Saturday, November 05, 2022

Cautions on ISBN and a bit on DOI

I have been reading through the documents relating to the court case that Hachette has brought against the Internet Archives "controlled digital lending" program. I wrote briefly about this before. In this recent reading I am once again struck by the use and over-use of ISBNs as identifiers. Most of my library peeps know this, but for others, I will lay out the issues and problems with these so-called "identifiers".


The "BN" of the ISBN stands for "BOOK NUMBER." The "IS" is for "INTERNATIONAL STANDARD" which was issued by the International Standards Organization, whose documents are unfortunately paywalled. But the un-paywalled page defines the target of an ISBN as:

[A] unique international identification system for each product form or edition of a separately available monographic publication published or produced by a specific publisher that is available to the public.

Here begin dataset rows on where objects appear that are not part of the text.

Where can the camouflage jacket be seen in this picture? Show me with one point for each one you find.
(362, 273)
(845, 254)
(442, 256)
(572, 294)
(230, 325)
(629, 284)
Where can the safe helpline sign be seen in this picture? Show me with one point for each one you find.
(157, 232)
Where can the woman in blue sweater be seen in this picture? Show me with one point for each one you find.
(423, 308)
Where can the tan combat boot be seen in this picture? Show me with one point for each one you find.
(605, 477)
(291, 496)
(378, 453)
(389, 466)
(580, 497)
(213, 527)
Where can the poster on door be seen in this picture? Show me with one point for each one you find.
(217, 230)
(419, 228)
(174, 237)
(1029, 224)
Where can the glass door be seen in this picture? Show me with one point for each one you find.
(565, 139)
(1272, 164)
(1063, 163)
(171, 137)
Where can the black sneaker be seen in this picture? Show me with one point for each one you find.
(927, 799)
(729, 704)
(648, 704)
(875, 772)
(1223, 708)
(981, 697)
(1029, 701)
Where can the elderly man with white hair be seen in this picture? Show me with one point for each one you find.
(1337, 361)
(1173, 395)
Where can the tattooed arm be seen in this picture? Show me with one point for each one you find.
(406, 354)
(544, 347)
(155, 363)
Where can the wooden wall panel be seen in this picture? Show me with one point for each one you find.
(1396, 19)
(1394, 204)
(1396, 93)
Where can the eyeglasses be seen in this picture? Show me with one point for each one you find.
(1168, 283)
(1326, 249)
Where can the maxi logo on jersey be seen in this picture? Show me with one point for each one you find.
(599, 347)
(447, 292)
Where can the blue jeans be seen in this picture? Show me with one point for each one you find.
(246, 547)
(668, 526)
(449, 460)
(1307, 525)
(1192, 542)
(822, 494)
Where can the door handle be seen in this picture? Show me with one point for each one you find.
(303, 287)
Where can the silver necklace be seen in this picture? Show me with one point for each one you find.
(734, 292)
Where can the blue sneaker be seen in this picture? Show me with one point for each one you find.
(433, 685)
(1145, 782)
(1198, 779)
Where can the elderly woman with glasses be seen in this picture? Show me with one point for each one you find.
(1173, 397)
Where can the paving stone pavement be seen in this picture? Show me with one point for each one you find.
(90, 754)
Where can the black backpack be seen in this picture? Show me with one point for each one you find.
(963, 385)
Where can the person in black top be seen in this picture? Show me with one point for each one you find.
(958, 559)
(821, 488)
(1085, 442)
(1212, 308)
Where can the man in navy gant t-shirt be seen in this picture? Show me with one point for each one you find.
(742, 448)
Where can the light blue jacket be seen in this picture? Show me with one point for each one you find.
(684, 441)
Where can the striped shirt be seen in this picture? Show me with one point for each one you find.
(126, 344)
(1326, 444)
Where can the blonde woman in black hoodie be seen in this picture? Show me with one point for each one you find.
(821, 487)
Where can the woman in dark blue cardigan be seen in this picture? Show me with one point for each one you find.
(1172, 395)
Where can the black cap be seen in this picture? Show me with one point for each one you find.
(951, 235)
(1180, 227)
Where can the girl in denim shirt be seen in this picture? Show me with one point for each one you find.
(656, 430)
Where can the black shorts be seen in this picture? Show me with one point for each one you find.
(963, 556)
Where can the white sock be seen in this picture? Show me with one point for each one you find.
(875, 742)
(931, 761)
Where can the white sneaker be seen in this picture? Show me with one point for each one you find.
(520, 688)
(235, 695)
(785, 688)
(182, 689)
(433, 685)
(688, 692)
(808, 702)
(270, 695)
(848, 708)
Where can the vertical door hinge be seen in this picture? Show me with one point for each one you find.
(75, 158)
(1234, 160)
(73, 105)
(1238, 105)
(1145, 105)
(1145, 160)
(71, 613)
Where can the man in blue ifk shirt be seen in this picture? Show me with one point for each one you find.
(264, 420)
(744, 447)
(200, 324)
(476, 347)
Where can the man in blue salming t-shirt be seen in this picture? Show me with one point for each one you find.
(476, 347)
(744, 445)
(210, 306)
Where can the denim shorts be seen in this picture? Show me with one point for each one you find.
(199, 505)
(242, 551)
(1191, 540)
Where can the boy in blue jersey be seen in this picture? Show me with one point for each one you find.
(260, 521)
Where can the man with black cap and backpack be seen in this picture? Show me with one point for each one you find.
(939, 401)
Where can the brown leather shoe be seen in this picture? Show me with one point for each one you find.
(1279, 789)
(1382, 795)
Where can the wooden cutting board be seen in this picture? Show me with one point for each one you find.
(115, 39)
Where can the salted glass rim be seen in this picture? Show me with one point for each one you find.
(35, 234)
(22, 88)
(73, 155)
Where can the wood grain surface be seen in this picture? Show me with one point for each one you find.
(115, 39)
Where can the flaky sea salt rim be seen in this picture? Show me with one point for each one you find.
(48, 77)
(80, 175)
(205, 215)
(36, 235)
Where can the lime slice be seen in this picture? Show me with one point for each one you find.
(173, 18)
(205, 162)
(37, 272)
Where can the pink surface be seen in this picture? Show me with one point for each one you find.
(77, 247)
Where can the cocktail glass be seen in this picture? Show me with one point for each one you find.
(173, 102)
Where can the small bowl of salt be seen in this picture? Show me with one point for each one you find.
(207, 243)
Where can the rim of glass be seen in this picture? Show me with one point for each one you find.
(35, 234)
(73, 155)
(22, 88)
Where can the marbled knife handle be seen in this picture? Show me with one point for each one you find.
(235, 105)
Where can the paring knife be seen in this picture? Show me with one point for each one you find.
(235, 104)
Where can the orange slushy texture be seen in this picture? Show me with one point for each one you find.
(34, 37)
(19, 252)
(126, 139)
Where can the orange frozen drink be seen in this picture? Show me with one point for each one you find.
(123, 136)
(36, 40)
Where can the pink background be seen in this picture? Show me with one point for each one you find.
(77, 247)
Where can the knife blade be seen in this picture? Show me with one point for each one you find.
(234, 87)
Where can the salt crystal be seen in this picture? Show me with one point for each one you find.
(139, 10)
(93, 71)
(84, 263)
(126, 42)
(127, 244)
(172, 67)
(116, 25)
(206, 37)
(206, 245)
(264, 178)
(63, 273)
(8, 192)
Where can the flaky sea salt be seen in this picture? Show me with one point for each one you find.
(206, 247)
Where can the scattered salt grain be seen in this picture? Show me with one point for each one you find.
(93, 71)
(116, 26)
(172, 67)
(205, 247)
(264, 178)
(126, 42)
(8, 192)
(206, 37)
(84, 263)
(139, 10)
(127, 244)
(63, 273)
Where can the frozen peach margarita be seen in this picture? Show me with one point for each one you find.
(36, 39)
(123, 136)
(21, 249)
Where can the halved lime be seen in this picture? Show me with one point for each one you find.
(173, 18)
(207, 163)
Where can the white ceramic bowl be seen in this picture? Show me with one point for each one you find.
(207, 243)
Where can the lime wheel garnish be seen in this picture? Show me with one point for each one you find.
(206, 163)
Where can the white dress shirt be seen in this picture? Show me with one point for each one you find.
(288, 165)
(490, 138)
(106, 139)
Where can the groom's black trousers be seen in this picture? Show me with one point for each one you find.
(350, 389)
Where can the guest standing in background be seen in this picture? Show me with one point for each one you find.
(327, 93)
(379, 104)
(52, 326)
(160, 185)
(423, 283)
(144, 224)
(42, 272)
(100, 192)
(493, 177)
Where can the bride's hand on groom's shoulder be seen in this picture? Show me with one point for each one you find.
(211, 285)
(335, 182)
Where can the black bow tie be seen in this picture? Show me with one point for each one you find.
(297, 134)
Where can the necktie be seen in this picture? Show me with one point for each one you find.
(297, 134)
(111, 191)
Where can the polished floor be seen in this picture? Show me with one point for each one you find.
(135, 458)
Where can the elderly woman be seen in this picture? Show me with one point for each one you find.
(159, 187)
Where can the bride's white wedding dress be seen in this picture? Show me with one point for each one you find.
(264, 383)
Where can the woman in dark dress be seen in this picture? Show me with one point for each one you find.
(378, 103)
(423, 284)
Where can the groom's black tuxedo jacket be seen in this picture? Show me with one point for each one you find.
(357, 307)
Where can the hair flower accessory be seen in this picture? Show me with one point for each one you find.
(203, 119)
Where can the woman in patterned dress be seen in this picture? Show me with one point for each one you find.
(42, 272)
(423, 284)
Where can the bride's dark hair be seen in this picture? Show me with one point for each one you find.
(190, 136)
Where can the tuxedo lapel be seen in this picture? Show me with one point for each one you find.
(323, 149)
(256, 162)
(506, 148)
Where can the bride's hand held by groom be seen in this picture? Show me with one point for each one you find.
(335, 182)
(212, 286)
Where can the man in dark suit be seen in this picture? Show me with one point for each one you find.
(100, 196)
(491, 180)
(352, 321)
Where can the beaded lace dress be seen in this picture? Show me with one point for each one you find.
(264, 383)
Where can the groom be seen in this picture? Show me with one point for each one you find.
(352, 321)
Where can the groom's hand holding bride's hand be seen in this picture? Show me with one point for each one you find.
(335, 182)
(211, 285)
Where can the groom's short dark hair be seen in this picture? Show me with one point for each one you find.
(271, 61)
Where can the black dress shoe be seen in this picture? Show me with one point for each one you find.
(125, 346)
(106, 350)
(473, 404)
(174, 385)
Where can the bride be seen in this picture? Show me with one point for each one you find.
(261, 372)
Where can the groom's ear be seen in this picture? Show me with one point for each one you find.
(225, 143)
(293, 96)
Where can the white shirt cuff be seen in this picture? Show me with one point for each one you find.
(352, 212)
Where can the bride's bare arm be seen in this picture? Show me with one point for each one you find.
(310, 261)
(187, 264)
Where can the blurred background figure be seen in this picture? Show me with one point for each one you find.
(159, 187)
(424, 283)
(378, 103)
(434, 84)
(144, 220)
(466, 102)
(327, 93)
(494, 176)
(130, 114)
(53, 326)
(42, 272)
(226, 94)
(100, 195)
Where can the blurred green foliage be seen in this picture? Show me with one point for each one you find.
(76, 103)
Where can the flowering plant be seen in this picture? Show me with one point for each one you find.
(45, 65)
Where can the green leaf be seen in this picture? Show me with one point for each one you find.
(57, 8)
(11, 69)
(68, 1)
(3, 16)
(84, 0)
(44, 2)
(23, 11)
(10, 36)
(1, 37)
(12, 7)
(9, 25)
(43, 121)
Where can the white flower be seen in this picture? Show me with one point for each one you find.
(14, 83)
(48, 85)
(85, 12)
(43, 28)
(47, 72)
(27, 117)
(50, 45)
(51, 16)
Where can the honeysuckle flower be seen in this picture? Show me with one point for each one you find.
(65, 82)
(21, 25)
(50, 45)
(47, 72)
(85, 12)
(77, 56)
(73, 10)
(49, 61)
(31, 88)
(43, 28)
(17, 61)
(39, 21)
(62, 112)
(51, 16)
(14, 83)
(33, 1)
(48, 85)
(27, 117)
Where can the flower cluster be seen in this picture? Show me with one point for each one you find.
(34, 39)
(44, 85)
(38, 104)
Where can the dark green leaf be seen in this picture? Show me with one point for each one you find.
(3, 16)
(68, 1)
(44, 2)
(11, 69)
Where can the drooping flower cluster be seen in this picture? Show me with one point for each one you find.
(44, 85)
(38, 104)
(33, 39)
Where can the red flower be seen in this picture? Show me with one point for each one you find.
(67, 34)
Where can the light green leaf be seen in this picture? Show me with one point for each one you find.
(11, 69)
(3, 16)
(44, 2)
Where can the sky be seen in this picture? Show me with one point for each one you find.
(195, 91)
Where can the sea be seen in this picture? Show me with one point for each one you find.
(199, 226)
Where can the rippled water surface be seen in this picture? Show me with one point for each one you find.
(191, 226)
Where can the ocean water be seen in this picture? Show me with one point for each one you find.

What isn't said here in so many words is that the ISBN does not define a specific content; it defines a  salable product instance in the same way that a UPS code is applied to different sizes and "flavors" of Dawn dish soap. What many people either do not know or may have forgotten is that every book product is given a different ISBN. This means that the hardback book, the trade paperback, the mass-market paperback, the MOBI ebook, the EPUB ebook, even if all brought to market by a single publisher, all have different ISBNs.  

The word "book" is far from precise and it is a shame that the ISBN uses that term. Yes, it is applied to the book trade, but it is not applied to a "book" except in a common sense of that word. When you say "I read a book" you do not often mean the same thing as the B in ISBN. Your listener has no idea if you are referring to a hard back or a paperback copy of the text. It would be useful to think of the ISBN as the ISBpN - the International Standard Book product Number.

Emphasizing the ISBN's use as a product code, bookstores at one point were assigning ISBNs to non-book products like stuffed animals and other gift items. This was because the retail system that the stores used required ISBNs. I believe that this practice has been quashed, but it does illustrate that the ISBN is merely a bar code at a sales point.


The ISBN became a standard product number in the book trade in 1970, in the era when the Universal Product Code (UPC) concept was being developed in a variety of sales environments. This means that every book product that appeared on the market before that date does not have an ISBN. This doesn't mean that a text from before that date cannot have an ISBN - as older works are re-issued for the current market, they, too, are given ISBNs as they are prepared for the retail environment. Even some works that are out of copyright (pre-1925) may be found to have ISBNs when they have been reissued. 

The existence of an ISBN on the physical or electronic version of a book tells you nothing about its copyright status and does not mean that the book content is currently in print. It has the same meaning as the bar code on your box of cereal - it is a product identifier that can be used in automated systems to ring up a purchase. 

The Controlled Digital Lending Lawsuit

The lawsuit between a group of publishers led by Hachette and the Internet Archive is an example of two different views: that of selling and that of reading.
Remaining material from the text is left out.